Fils d’un Américain et d’une Britannique, ce jeune homme frêle était considéré pendant sa scolarité au Pays de Galles comme quelqu’un de cultivé et po- litisé, ce qui lui valait aussi d’être moqué. Mal dans sa peau, il a fini par s’engager à 20 ans dans l’armée américaine et s’est retrouvé, après ses classes, à Bagdad. Homosexuel, il supportait mal la règle hypocrite qui prévaut alors : ne pas en parler pour ne pas être chassé de l’armée. Dans ce procès, Manning plaide coupable pour dix chefs d’accusation sur les 22 retenus contre lui. Certains sont fantaisistes, comme le fait de voir une preuve de sa trahison dans la présence de documents Wikileaks dans la planque de Ben Laden. L’État américain devrait alors poursuivre tous les journaux de la planète qui en ont publié de larges extraits, voire édité des suppléments spéciaux, contribuant ainsi à divulguer des secrets militaires tout en gagnant de l’argent !
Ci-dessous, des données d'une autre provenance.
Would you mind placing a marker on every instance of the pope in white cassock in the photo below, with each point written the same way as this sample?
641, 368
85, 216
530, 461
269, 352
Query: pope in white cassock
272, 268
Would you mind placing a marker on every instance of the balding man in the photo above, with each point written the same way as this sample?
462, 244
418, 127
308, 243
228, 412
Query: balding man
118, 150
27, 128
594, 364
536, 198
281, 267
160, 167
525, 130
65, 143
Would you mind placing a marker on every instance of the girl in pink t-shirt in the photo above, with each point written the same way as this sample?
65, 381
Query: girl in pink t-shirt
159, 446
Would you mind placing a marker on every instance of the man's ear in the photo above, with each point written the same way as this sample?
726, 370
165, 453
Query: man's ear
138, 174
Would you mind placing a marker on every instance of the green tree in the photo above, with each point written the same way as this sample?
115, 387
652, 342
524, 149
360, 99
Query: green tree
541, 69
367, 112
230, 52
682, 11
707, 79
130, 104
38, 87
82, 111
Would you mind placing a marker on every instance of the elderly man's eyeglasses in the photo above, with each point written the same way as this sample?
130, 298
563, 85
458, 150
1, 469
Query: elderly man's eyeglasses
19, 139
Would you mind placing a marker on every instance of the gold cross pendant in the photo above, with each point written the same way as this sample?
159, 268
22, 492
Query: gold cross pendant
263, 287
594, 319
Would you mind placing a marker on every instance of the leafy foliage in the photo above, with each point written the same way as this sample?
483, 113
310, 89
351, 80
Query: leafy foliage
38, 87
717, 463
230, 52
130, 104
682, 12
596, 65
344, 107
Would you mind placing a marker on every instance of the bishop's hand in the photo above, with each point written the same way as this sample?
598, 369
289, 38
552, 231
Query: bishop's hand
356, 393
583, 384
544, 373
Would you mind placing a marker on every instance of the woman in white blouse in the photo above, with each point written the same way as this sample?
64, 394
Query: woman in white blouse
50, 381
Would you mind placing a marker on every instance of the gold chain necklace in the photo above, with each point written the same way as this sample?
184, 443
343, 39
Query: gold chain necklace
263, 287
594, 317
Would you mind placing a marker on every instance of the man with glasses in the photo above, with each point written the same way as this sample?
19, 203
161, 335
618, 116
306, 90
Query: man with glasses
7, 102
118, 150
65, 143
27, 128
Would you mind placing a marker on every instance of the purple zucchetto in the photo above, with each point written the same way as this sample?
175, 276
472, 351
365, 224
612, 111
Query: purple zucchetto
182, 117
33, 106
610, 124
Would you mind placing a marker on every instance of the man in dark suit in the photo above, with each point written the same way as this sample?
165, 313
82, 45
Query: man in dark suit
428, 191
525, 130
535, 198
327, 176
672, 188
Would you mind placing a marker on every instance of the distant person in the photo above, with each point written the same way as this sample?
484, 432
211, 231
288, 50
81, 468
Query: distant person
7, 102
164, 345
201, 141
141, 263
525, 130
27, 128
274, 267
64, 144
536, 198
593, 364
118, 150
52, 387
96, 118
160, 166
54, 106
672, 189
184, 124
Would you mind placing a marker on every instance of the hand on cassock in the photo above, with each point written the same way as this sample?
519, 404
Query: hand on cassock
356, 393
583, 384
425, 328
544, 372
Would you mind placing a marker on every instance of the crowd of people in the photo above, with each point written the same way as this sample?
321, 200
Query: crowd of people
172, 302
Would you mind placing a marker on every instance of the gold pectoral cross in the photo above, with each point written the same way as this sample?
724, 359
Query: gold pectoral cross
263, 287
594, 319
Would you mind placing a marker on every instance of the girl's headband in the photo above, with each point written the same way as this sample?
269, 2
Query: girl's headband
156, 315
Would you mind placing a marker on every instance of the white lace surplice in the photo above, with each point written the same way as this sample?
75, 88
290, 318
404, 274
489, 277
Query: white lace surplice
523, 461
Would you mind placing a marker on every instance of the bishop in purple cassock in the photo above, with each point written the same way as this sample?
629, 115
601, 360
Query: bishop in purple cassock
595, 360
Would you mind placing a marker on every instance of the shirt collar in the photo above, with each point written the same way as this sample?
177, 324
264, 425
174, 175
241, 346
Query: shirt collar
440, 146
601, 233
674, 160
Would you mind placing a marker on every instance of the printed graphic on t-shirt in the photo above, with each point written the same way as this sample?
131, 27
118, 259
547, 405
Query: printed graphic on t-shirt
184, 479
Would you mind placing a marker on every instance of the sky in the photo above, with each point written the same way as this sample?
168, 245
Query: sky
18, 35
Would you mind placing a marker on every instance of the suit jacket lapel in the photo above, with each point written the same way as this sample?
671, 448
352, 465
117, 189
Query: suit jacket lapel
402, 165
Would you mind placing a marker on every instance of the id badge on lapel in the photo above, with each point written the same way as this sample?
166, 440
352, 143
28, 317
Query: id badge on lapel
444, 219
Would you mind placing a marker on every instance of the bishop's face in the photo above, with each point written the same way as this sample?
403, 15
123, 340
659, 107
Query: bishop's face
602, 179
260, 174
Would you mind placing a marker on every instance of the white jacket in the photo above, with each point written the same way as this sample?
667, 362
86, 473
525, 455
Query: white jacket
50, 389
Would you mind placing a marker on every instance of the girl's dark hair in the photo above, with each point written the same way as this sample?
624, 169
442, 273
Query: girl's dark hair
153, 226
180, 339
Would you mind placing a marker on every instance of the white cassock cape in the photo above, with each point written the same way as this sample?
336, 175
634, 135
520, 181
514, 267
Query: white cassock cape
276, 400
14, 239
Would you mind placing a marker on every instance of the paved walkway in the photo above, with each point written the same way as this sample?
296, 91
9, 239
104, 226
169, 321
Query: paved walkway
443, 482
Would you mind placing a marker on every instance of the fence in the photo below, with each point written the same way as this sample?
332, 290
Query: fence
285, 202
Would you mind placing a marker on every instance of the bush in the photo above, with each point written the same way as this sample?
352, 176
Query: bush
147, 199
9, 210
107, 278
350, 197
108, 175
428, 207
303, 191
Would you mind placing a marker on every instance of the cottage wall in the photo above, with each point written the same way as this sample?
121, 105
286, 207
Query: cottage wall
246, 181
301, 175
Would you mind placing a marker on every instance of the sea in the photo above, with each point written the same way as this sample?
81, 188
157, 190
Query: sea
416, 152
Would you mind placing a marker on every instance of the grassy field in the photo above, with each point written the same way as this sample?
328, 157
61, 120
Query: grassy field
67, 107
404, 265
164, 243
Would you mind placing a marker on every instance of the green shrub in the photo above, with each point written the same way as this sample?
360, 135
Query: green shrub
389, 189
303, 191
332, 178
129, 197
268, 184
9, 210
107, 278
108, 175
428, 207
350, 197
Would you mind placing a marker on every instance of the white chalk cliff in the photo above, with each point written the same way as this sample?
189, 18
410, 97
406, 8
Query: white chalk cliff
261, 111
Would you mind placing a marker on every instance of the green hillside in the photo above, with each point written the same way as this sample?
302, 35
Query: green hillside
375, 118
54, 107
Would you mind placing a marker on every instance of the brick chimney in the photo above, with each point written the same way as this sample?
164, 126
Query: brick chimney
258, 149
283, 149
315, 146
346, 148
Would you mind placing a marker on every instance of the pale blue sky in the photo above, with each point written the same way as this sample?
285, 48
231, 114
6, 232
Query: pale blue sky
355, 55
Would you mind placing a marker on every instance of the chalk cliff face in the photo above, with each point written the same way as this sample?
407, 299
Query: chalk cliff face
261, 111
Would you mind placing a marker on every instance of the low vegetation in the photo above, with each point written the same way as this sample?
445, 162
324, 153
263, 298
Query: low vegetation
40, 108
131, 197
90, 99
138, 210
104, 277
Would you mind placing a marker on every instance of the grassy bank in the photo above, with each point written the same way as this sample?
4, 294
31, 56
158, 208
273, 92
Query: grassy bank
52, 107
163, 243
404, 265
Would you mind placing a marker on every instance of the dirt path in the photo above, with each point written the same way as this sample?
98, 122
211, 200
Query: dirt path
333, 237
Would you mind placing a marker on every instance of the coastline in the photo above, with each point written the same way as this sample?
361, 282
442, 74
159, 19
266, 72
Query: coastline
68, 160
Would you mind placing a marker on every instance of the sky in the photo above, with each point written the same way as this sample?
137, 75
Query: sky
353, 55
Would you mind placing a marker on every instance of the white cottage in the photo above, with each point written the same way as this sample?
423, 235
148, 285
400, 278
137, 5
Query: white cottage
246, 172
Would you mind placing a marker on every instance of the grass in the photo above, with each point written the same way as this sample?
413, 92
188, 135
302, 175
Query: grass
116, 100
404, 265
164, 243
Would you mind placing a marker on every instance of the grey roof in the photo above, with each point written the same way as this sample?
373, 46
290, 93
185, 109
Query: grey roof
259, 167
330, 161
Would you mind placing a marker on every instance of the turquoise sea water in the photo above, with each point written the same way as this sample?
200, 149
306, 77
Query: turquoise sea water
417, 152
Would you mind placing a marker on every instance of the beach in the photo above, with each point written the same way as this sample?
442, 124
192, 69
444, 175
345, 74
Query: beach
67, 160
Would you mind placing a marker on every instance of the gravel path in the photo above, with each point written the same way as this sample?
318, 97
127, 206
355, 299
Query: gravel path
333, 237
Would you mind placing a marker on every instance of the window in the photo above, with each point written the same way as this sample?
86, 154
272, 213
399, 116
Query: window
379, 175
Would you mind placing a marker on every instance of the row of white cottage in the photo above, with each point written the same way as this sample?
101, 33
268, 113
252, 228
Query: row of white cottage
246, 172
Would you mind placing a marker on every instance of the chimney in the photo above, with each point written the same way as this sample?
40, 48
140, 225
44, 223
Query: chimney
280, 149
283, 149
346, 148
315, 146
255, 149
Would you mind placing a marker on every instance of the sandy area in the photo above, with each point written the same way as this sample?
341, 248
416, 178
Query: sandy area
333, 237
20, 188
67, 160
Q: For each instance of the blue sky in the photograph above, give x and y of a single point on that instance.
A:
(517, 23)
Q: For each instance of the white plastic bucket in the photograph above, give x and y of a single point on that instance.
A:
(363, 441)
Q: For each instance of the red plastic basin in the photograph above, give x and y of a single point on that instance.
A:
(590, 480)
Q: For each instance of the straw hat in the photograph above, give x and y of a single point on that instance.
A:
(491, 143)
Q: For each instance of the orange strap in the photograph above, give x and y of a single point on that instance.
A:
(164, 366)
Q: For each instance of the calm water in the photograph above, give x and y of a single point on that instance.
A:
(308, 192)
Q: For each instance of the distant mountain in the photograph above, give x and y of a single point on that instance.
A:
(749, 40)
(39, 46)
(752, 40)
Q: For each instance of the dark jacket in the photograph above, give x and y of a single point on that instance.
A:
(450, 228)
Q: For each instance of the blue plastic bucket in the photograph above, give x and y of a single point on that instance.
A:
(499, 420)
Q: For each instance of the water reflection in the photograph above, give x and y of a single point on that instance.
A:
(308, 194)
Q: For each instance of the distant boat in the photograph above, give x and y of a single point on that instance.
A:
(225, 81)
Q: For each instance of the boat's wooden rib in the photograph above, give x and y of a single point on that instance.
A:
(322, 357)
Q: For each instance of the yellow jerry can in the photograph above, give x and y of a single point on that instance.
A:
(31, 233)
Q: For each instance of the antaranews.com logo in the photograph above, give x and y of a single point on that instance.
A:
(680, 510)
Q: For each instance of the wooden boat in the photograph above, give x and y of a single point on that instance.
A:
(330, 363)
Manning, lui, est désintéressé.

Dans une déclaration préliminaire, il a expliqué que sa conduite avait été dictée par sa volonté de dénoncer les crimes, les abus et la corruption régnant dans l’armée américaine en Irak et en Afghanistan. Pour l’État américain, cela justifie les poursuites engagées mais, pour tous ceux qui ont dénoncé ces guerres injustes, il est un exemple à suivre. Des manifestants sont venus le soutenir lors de l’ouverture du procès. Cette affaire rappelle celle des « papiers du Pentagone » pendant la guerre du Vietnam. En 1971 Internet n’existait pas, mais des documents classifiés avaient été photocopiés par un expert militaire, Daniel Ellsberg, qui les avait transmis au New York Times, qui les avait publiés. Ces 7 000 pages de documents montraient que la guerre du Vietnam était impossible à gagner et que les dirigeants américains avaient menti à leur peuple, tout comme Bush et Powell mentirent à leur tour en 2003 pour lancer leur guerre contre le peuple irakien. Ellsberg avait été qualifié par Kissinger, qui menait alors la politique américaine, d’« homme le plus dangereux d’Amérique ». Mais, quarante ans après, ces papiers furent officiellement publiés et Ellsberg est devenu un exemple d’homme déterminé face au pouvoir aveugle. Interrogé sur le sort du soldat Manning, Ellsberg a d’ailleurs déclaré que, s’il est vraiment responsable de ce dont on l’accuse, alors il est son « héros ».